通常は喫茶タイムを設け茶菓で気軽に話をしていただくのですが、コロナ感染防止のため菓子はテイクアウトにしていますが、お月見に指南で芋羊羹と栗饅頭にしました。
加えてメンバーが持参したとれたての茄やゴーヤも希望者にはお持ち帰りいただきました。
参加者の感想ですが、もちろん大好評で、今後もシリーズで様々な話題を発信してまいります。

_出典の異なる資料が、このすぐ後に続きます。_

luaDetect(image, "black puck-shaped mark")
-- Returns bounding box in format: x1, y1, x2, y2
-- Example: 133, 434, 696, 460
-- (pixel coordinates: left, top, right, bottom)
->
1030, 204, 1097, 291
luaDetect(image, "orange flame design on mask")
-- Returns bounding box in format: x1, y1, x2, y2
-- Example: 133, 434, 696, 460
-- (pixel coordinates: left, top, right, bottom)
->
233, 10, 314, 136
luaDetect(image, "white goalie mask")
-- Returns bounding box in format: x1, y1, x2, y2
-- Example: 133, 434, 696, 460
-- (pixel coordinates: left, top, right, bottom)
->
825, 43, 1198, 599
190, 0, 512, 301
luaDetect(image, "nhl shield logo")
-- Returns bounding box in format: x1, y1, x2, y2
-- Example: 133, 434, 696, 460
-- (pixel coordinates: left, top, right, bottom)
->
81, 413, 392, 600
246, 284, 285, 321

早速第2弾も企画しますが、状況が許せば座談会、発表会なども交えたいと願っています。
※夜参加者より感想を電話で戴きました。
楽しみに参加したが、思っていた以上に大変奥が深い話でびっくりしました。
日本には素晴らしい文化がいかにたくさんあるのか、改めて認識しました。
またそれを知らずに何年も過ごしてきたのが残念。
心の豊かさというものがどんなものか少し理解できた気がしました。
スタッフや会場全体の雰囲気がとても暖かく、講義内容も奥深く、資料もお土産のお菓子や野菜も嬉しく、次回が大変楽しみです。